If you reach the point of building a browser-based application that you depend on so many proprietary enhancements that your users can only access it using Google Chrome, I think you’ve picked the wrong platform. If you want to built the most amazing user interface, you will need to use native platforms. A single vendor’s benevolent curation of their framework will always outpace the collaborative, interoperable developments of the web, whether it’s locked in a standards process or not. When they do a good job (like Apple have with CocoaTouch) their platform will succeed. But the web will always be the canonical source of information and relationships. That’s what it was built for. Blogging at length about how much the device APIs suck won’t ever undo that, nor change the fact that turning HTML in a rich application dialect is still a very new idea.
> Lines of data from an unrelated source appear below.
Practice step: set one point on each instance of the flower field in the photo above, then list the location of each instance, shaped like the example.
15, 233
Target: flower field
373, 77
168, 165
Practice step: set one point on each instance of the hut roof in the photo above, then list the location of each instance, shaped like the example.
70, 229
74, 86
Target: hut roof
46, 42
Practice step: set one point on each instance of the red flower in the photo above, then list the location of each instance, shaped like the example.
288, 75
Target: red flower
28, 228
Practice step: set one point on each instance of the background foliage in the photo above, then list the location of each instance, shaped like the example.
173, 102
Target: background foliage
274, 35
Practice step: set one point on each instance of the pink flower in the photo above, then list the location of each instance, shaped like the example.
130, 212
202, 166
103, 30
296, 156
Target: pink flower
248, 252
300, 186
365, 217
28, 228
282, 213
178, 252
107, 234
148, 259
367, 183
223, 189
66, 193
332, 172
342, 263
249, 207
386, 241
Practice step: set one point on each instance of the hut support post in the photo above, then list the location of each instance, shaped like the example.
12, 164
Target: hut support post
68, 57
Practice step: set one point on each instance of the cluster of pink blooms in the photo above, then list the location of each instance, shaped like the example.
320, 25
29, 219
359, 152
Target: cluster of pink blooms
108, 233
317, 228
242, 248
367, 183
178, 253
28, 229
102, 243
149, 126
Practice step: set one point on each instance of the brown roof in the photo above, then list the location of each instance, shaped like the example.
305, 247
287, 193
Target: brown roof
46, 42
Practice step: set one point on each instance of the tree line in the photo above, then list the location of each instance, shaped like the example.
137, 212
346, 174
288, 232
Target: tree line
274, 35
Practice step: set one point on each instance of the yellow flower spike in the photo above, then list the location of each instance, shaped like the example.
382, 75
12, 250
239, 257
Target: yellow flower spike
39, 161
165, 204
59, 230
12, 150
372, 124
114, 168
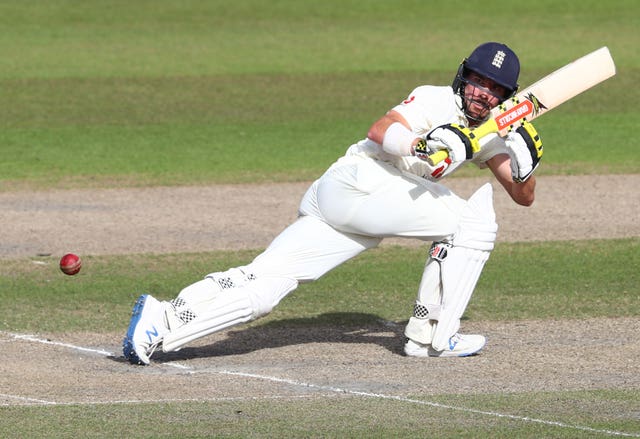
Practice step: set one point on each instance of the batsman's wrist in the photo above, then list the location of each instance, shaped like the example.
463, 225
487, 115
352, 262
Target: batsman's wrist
399, 140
So how does a Windows user (in my case, but you’ll see that most of the tools I outline below are cross-platform and should work just as well for Mac/Linux people) use native desktop apps to get the superior user interface and still keep the “I’ll use whatever computer I happen to have on hand, thanks” freedom of web apps? It’s actually not all that hard. My programs may reside on my various computers, but my data, that lives in the cloud.

Files, you needs them

Dropbox The first key to the solution is Dropbox. This is where all my discrete files live. All of my documents, spreadsheets, images, and I’m thinking about even music. For free, you get 2GB of storage on the web. Any file or folder you put in your special "My Dropbox" folder gets synced automatically every time it is changed It’s password protected, and only stuff you deliberately put in the “Public” folder is visible to others unless you explicitly share it with someone, and then only they can see it.
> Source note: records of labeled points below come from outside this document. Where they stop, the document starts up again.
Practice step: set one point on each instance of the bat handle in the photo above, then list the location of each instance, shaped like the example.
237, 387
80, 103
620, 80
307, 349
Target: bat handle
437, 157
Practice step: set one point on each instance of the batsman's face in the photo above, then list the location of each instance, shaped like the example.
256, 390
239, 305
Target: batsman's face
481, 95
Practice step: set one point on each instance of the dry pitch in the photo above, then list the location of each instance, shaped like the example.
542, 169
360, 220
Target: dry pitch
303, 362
What makes Dropbox better than Live Mesh, Box.net or any of the other cloud storage solutions out there? In short, it just works. You install the Dropbox client, it runs silently in the background and syncs files to and from the cloud quickly and reliably. It only syncs the parts of files that have changed, so even syncing big files is quick and painless.
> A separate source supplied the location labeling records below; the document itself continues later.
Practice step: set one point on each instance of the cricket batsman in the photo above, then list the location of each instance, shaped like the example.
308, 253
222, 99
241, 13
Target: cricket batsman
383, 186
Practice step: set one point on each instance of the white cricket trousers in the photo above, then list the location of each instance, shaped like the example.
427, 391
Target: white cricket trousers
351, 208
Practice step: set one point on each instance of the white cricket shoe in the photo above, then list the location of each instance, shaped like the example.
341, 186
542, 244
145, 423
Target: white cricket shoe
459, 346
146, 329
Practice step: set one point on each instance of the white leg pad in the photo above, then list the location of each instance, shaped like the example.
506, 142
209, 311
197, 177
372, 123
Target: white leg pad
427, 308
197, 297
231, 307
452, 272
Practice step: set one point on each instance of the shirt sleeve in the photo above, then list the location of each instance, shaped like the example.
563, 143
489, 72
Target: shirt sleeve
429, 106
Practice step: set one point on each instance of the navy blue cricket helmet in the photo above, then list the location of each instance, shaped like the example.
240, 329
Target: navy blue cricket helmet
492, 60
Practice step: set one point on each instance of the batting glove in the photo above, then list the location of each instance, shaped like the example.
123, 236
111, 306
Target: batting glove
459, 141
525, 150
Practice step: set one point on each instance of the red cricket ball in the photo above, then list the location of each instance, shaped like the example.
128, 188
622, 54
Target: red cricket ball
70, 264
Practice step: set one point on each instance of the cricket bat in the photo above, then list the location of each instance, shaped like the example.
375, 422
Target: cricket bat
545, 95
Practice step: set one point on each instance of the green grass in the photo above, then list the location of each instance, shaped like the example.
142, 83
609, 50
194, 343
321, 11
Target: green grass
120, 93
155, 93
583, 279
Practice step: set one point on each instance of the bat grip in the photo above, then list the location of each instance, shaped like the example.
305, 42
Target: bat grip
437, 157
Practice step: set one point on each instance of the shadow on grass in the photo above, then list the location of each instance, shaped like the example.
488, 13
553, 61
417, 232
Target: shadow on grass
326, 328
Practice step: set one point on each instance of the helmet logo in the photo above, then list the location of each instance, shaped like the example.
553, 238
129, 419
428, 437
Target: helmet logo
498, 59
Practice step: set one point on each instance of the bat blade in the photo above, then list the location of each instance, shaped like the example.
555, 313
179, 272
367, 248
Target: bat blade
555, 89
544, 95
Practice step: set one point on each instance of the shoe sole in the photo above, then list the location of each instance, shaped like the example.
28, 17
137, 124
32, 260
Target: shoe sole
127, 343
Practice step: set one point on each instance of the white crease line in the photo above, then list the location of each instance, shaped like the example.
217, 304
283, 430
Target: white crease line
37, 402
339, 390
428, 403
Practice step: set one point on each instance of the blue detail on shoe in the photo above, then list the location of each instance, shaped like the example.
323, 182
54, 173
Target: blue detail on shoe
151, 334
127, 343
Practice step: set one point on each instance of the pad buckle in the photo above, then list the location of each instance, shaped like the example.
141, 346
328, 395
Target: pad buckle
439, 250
But what really makes Dropbox shine is how it integrates with other services. I keep all my writing stuff in Dropbox in Word and Excel formats. Not only do I know these files will be there and up to date whether I’m on my desktop or my netbook, but I also have the ability to edit them in place with Documents To Go (or QuickOffice Connect) on my iPhone—and eventually, my iPad. I know any changes I make will be there and waiting for me the next time I access them in Microsoft Office on my Windows machines.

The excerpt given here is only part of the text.